Thai troops open fire in standoff with protesters

Thai troops opened fire Friday in a tense standoff with protesters in the capital, where the army vowed to clear an area after clashes left one dead and a renegade general fighting for his life.

A succession of gunshots that sent residents fleeing in panic were heard close to the Suan Lum Night Bazaar, popular with tourists. Protesters set fire to an empty police bus and vandalised army vehicles and water cannon.

A foreign journalist with the France 24 television channel was shot in the leg during clashes between troops and protesters, the network said.

A 'Red Shirt anti-governement protester waves a national flag during clashes with Thai soldiers (not seen) in Bangkok.

Troops were seen firing into nearby Lumpini Park, close to the anti-government Red Shirts' sprawling encampment, which has been fortified with razor wire, truck tyres doused with kerosene and sharpened bamboo poles.

It was not clear if the troops were firing live ammunition, but the army has warned in the past it would use lethal force against "terrorist elements".

A line of about 100 soldiers carrying assault rifles was seen near the park, according to an AFP reporter. Three Red Shirts were seen being detained by the security forces.

Army spokesman Sunsern Kaewkumnerd said there were about 2,000 Red Shirt protesters in that area and they had "intimidated authorities with weapons" so an order was given Friday morning to disperse them.

Around the wider protest area, which extends for several square kilometres (miles), soldiers blocked roads and set up checkpoints to seal off the area.

"The total seal-off measure took place since yesterday evening," said Sunsern, adding that the electricity company had cut off the power to part of the capital.

"Today we will meet to assess the measure," he said.

As part of the operation, some of Bangkok's commuter rail system was shut, including a section through the key tourist area of Sukhumvit Road.

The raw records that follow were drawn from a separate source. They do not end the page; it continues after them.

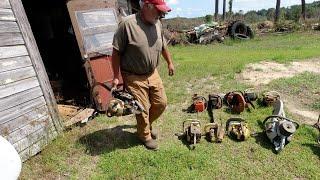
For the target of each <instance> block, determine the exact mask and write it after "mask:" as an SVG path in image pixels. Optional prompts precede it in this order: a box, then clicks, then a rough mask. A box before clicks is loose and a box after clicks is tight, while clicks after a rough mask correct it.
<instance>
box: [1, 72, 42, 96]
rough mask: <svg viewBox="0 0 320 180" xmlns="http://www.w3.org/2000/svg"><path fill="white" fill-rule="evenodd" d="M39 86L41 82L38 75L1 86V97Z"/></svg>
mask: <svg viewBox="0 0 320 180" xmlns="http://www.w3.org/2000/svg"><path fill="white" fill-rule="evenodd" d="M37 86H39V82H38V79H37V78H36V77H32V78H29V79H24V80H21V81H18V82H14V83H10V84H7V85H4V86H0V99H1V98H4V97H7V96H11V95H13V94H16V93H19V92H22V91H25V90H28V89H31V88H34V87H37Z"/></svg>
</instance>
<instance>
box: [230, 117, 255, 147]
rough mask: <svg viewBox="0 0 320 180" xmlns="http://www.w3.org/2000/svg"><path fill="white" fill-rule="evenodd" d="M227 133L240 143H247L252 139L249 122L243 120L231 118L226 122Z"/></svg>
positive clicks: (236, 118)
mask: <svg viewBox="0 0 320 180" xmlns="http://www.w3.org/2000/svg"><path fill="white" fill-rule="evenodd" d="M226 131H227V134H228V136H229V137H231V138H235V139H236V140H238V141H245V140H247V139H248V138H249V137H250V130H249V128H248V125H247V122H246V121H245V120H244V119H242V118H230V119H228V120H227V122H226Z"/></svg>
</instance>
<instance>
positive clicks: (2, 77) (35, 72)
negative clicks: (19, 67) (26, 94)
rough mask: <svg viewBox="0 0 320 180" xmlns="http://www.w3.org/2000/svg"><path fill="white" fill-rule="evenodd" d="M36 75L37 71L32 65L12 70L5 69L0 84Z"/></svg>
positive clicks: (34, 75) (11, 82)
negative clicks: (6, 70) (19, 68)
mask: <svg viewBox="0 0 320 180" xmlns="http://www.w3.org/2000/svg"><path fill="white" fill-rule="evenodd" d="M35 76H36V72H34V69H33V67H32V66H29V67H25V68H20V69H15V70H12V71H5V72H2V73H0V86H4V85H7V84H10V83H13V82H17V81H21V80H24V79H28V78H31V77H35Z"/></svg>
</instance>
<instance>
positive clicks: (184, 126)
mask: <svg viewBox="0 0 320 180" xmlns="http://www.w3.org/2000/svg"><path fill="white" fill-rule="evenodd" d="M187 122H197V123H199V125H200V127H201V123H200V121H199V120H197V119H187V120H185V121H183V123H182V129H183V130H184V129H185V124H186V123H187Z"/></svg>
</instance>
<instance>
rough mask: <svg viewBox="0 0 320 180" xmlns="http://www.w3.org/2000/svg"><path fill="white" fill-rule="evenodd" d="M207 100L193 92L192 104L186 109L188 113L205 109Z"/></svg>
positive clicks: (205, 109) (202, 96)
mask: <svg viewBox="0 0 320 180" xmlns="http://www.w3.org/2000/svg"><path fill="white" fill-rule="evenodd" d="M207 106H208V102H207V100H206V98H205V97H203V96H198V94H194V95H193V96H192V104H191V105H190V106H189V107H188V108H187V109H186V111H187V112H188V113H196V112H203V111H204V110H206V109H207Z"/></svg>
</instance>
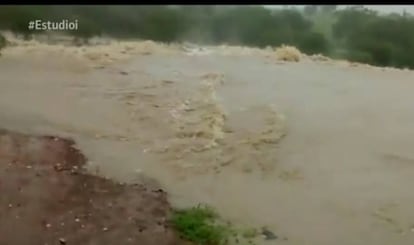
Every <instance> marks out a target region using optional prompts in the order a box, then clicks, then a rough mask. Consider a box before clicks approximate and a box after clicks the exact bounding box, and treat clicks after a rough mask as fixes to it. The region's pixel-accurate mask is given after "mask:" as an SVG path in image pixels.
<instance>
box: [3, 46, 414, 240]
mask: <svg viewBox="0 0 414 245" xmlns="http://www.w3.org/2000/svg"><path fill="white" fill-rule="evenodd" d="M44 49H45V48H44ZM45 50H46V49H45ZM79 52H80V51H79ZM78 58H79V57H78ZM94 59H95V60H96V59H98V58H91V60H94ZM111 61H112V62H111V63H110V64H109V63H108V64H103V65H102V64H99V65H96V64H95V63H93V65H91V64H92V63H87V62H85V60H81V59H76V57H72V56H69V55H66V53H60V52H59V51H53V52H46V51H44V50H41V51H39V52H36V47H33V48H31V49H30V50H28V48H26V49H21V50H18V47H15V48H10V50H5V51H4V54H3V55H2V56H1V57H0V74H1V75H0V127H2V128H7V129H10V130H17V131H20V132H24V133H35V134H44V133H48V134H52V133H53V134H56V135H60V136H64V137H71V138H73V139H74V140H75V141H76V142H77V145H78V147H79V148H80V149H82V151H83V152H84V153H85V155H86V156H87V157H88V159H90V162H89V165H88V166H89V170H90V171H92V172H93V173H97V174H99V175H104V176H106V177H108V178H112V179H114V180H117V181H122V182H134V181H138V180H139V179H140V178H144V177H145V178H148V177H149V178H151V179H154V180H156V181H157V182H159V183H160V184H161V185H162V186H163V187H164V188H165V190H166V191H167V192H168V193H169V198H170V201H171V202H172V204H173V205H175V206H179V207H184V206H189V205H194V204H197V203H207V204H210V205H212V206H213V207H215V208H216V209H217V210H218V212H219V213H220V214H221V215H222V216H223V217H224V218H226V219H228V220H231V221H232V222H234V223H237V224H242V225H248V226H257V227H260V226H267V227H268V228H269V229H271V230H272V231H273V232H274V233H275V234H277V235H279V236H280V237H286V238H288V239H287V240H282V239H278V240H275V241H267V242H260V241H259V242H258V243H257V244H259V245H262V244H292V245H296V244H297V245H332V244H335V245H367V244H375V245H391V244H392V245H409V244H414V207H413V204H414V194H413V192H412V190H410V189H411V188H412V187H413V186H414V152H413V151H412V147H413V146H414V97H413V96H412V95H413V91H414V72H412V71H406V70H393V69H380V68H372V67H371V68H370V67H365V66H355V67H351V66H349V65H344V64H340V63H334V62H333V63H329V62H325V63H323V62H313V61H310V60H304V61H301V62H298V63H289V62H285V63H280V62H275V61H273V59H272V57H269V56H264V55H261V54H255V53H251V54H243V55H232V54H229V55H221V54H218V53H212V54H209V55H186V54H184V53H183V52H178V51H177V52H171V53H166V52H164V53H163V52H153V53H142V52H141V53H137V54H136V55H131V57H129V58H128V59H113V60H111ZM410 193H411V194H410Z"/></svg>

The army had warned Thursday it would deploy snipers around the Reds' protest site and use armoured vehicles to prevent more demonstrators joining thousands who have essentially turned a large area of central Bangkok into occupied territory for two months, crippling an upscale retail district.

The army's decision followed the shooting late Thursday of renegade Major-General Khattiya Sawasdipol, a high-profile Reds supporter, who had been accused of trying to stymie government moves to reconcile with the protesters.

He was unconscious in the intensive care unit of Vahira hospital with a "quite low" chance of survival from a head wound, said Chaiwan Charoenchokethavee, the hospital director.

Another demonstrator died after being shot in the head in clashes with security forces Thursday night. Eleven others were wounded, the Medical Service said.

Core Red leaders had publicly distanced themselves from Khattiya, known by his followers as Seh Daeng, but after his shooting one top protester vowed there would be no surrender.

"If you think the shooting of Seh Daeng will scare leaders and make them not dare to take the stage, you are wrong," one of the protest leaders, Jatuporn Prompan, said at the rally site. "We will not leave here as losers."

The army denied involvement in the shooting as protesters dug in.

Black-clad guards at entrances to the sprawling protest site in central Bangkok were armed with slingshots and arrows. They sealed access at one main entrance and reinforced another position with sandbags.

Some Humvees were on the street but no armoured vehicles were seen as troops set up checkpoints.

The fresh violence came after Prime Minister Abhisit Vejjajiva shelved a plan to hold early elections in November and hopes faded for a resolution to the crippling political crisis.

The mostly poor and working class Reds, who launched their campaign in mid-March for immediate elections, initially agreed to enter the peace process but efforts to reach a deal that would see them go home eventually broke down.

The Reds say the government is undemocratic because it came to power in a 2008 parliamentary vote after a court ruling ousted elected allies of their hero, former premier Thaksin Shinawatra, who was unseated in a 2006 coup.

Bracing for further possible unrest, the government on Thursday extended a state of emergency to 15 more provinces. Almost one-third of the country including Bangkok is now under emergency rule.

At least 30 people have been killed and about 1,000 injured in Bangkok in a series of confrontations and attacks since the protests began -- Thailand's worst political violence in almost two decades.